Fort, who joined Unicorn Riot about two years ago, said that when she worked as a reporter/anchor for commercial television stations in Georgia and Duluth, she saw police subjected to less scrutiny than community sources. In one story Fort reported, she said that the criminal history of a man shot by police made the five o'clock news while complaints filed against the officer were omitted.

This reflects what Danielle Kilgo, an assistant professor in the University of Minnesota's journalism school, has found in her research on protest coverage, that mainstream media has not been neutral, especially when it comes to anti-racism issues. Mainstream coverage tends to pay more attention to sensational aspects of protests vs. the substance, she said, focusing on the spectacle or disruption protesters are causing instead of the change they seek.

Kilgo notes how Unicorn Riot's coverage doesn't prioritize "official" sources and considers the citizens most immersed in a situation as those closest to its truth. "Because it is raw and unfiltered, it does have a different feel and a different vibe than perhaps mainstream journalists would be willing to produce," she said.

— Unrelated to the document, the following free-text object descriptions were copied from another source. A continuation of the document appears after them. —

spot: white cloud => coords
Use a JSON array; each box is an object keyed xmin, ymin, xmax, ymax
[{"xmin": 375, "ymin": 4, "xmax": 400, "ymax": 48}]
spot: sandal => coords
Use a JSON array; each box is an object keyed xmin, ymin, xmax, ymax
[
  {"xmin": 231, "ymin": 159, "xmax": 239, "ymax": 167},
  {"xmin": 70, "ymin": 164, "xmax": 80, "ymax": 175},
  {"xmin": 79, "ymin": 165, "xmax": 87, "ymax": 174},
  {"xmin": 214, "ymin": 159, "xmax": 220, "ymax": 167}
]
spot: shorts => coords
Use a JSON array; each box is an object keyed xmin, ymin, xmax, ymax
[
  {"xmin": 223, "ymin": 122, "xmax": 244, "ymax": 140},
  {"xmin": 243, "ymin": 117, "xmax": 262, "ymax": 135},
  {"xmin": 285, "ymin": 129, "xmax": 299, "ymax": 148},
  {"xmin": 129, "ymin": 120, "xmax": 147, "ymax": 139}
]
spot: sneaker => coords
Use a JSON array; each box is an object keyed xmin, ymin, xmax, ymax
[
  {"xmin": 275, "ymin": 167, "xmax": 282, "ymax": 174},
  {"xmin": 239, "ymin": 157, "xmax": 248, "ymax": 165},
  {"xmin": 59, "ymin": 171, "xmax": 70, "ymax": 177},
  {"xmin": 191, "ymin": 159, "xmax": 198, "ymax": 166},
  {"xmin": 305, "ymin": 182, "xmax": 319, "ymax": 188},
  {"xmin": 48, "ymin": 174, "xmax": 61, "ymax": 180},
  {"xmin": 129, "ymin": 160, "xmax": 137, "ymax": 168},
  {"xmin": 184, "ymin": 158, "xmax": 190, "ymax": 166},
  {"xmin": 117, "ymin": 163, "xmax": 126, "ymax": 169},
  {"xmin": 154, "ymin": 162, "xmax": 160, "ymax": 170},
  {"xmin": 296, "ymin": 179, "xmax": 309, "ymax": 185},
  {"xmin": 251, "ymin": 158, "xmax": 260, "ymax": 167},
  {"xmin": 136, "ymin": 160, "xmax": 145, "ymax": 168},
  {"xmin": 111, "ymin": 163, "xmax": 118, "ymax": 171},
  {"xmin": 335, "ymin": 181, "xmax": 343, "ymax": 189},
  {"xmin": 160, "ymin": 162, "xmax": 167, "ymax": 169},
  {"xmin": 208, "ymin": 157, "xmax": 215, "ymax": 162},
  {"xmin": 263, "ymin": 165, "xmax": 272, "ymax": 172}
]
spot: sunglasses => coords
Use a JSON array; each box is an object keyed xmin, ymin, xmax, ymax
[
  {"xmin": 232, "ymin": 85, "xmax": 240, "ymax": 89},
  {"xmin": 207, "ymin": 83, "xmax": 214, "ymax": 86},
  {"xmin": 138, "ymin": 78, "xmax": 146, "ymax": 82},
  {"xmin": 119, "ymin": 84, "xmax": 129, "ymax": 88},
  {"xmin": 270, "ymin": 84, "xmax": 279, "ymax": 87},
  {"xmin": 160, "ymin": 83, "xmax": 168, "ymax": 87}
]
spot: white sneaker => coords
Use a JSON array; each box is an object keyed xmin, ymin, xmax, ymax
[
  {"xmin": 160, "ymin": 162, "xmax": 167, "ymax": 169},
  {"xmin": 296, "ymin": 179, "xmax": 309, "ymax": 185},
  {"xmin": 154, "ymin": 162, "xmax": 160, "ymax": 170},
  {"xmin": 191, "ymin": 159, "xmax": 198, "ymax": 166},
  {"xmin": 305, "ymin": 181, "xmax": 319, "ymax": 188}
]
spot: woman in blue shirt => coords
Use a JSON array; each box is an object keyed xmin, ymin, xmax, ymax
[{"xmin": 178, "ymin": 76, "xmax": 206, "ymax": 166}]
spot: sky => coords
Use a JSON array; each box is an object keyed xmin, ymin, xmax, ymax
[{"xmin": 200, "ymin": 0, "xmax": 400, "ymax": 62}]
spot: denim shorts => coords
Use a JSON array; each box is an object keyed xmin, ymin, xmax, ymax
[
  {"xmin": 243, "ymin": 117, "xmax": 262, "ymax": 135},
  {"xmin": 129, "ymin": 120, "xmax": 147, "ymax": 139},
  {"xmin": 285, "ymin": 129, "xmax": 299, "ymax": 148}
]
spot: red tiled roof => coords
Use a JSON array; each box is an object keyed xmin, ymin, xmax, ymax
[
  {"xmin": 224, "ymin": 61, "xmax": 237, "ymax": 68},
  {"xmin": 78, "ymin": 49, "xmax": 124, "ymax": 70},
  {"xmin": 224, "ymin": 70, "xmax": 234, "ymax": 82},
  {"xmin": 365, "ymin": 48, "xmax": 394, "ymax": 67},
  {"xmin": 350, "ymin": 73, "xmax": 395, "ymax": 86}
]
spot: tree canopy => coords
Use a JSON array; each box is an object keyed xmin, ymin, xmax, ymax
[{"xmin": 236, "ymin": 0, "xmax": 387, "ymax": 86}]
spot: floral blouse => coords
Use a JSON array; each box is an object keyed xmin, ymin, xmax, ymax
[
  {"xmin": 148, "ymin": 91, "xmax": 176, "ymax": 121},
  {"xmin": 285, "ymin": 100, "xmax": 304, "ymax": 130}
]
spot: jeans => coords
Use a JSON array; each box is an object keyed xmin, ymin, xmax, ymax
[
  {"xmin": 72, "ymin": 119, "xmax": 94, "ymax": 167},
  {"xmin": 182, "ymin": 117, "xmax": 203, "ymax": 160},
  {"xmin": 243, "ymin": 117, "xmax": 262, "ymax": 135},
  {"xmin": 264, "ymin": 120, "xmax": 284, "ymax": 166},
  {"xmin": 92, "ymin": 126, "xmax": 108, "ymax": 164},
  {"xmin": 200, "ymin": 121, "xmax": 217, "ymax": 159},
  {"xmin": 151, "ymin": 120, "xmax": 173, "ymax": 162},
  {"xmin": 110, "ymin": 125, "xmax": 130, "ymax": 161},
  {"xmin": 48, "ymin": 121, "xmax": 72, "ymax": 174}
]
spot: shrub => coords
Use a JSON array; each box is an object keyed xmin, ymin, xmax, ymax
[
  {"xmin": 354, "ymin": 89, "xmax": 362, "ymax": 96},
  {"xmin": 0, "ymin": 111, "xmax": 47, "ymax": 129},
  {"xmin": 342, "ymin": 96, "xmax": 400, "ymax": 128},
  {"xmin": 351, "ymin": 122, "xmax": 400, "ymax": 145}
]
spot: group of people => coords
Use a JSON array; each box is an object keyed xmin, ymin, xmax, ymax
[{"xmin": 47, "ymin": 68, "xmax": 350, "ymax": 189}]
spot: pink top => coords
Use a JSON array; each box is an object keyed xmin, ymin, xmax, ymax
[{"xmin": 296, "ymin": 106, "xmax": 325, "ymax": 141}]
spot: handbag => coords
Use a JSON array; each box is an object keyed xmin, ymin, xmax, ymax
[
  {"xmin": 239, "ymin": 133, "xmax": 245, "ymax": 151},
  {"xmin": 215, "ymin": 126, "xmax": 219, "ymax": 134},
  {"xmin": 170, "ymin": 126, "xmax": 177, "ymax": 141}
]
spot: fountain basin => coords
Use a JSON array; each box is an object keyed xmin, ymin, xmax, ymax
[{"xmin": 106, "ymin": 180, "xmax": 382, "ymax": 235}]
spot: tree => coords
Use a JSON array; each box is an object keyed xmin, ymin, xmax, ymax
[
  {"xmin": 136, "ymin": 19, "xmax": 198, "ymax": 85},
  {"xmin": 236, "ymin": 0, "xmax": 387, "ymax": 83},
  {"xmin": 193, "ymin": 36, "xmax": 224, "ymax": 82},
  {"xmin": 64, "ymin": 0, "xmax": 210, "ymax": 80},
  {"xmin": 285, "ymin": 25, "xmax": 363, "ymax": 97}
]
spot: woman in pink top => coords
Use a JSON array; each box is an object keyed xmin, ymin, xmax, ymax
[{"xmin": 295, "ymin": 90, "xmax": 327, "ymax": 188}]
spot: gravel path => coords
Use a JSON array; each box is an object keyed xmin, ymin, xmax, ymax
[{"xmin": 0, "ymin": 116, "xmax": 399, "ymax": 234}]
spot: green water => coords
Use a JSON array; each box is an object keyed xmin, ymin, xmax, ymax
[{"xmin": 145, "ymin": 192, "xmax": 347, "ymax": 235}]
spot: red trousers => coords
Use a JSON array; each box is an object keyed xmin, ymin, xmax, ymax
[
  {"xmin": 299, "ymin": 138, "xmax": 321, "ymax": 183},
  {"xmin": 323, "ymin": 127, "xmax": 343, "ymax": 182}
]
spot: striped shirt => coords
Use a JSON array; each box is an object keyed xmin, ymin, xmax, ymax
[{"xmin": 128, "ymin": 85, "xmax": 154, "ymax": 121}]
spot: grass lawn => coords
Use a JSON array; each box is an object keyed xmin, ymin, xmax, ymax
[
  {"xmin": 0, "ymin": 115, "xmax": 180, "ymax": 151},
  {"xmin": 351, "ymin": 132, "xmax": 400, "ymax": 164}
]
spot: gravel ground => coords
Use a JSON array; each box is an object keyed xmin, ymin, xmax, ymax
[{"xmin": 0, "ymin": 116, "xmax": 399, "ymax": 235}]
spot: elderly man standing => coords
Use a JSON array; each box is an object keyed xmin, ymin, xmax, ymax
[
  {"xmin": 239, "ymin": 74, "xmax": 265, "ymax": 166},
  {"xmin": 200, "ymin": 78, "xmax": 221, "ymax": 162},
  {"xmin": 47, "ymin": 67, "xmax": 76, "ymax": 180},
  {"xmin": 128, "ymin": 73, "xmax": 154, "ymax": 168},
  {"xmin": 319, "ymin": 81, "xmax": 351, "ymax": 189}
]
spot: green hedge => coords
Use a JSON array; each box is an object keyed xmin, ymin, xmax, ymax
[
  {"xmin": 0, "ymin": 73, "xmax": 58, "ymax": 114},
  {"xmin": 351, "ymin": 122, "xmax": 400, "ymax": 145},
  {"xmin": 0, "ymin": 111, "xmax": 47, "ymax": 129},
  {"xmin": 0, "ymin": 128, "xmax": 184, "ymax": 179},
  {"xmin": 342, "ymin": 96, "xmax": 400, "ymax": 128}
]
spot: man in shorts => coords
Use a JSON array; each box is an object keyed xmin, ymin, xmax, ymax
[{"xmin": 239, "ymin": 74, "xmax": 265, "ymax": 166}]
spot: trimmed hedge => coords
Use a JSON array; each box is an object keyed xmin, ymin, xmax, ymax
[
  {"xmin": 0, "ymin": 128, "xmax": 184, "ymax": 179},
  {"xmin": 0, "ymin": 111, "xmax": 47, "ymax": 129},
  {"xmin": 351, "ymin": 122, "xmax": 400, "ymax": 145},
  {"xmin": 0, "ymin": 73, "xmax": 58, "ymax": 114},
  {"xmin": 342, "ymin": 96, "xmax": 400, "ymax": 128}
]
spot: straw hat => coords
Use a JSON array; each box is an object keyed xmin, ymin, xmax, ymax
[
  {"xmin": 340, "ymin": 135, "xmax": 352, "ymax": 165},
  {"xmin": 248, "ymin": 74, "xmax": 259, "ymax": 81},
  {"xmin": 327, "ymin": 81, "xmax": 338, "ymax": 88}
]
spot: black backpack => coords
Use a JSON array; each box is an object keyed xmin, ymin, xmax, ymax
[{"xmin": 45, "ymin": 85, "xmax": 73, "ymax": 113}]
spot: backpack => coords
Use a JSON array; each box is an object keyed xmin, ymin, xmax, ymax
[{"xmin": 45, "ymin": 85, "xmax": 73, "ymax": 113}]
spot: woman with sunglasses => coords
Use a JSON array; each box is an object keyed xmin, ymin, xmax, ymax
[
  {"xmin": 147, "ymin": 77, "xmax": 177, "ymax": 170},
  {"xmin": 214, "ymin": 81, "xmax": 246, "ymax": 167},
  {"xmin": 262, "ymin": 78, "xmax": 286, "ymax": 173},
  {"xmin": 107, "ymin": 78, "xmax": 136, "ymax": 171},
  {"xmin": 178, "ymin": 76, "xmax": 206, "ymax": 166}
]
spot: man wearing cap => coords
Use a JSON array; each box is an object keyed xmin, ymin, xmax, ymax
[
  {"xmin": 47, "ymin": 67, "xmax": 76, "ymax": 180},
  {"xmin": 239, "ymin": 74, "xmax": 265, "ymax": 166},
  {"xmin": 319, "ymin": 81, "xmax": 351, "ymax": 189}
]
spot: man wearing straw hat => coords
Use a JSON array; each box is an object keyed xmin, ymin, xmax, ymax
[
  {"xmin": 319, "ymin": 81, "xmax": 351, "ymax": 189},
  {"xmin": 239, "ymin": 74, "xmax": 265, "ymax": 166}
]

That's why you might see a Unicorn Riot reporter give a hug or high-five to a source after an interview — something many mainstream news organizations would not construe as impartial. But Kilgo suggests that ethical boundary doesn't account for different social norms, that a reporter high-fiving a protester can simply be a polite sign of respect, street culture's equivalent to saying to a government official, "Thanks for your time."

While neither alternative nor mainstream press is perfect, Kilgo said, they should be seen as complementary. "We need both to be able to get to the heart of this representation," she said.

Regardless of how, exactly, Unicorn Riot is defined, there's a growing appetite for its work — an appreciation of which is occasionally caught on camera.

"Niko, we love you," a man shouted into a megaphone during Minneapolis' late-August unrest. "Thank you for being here."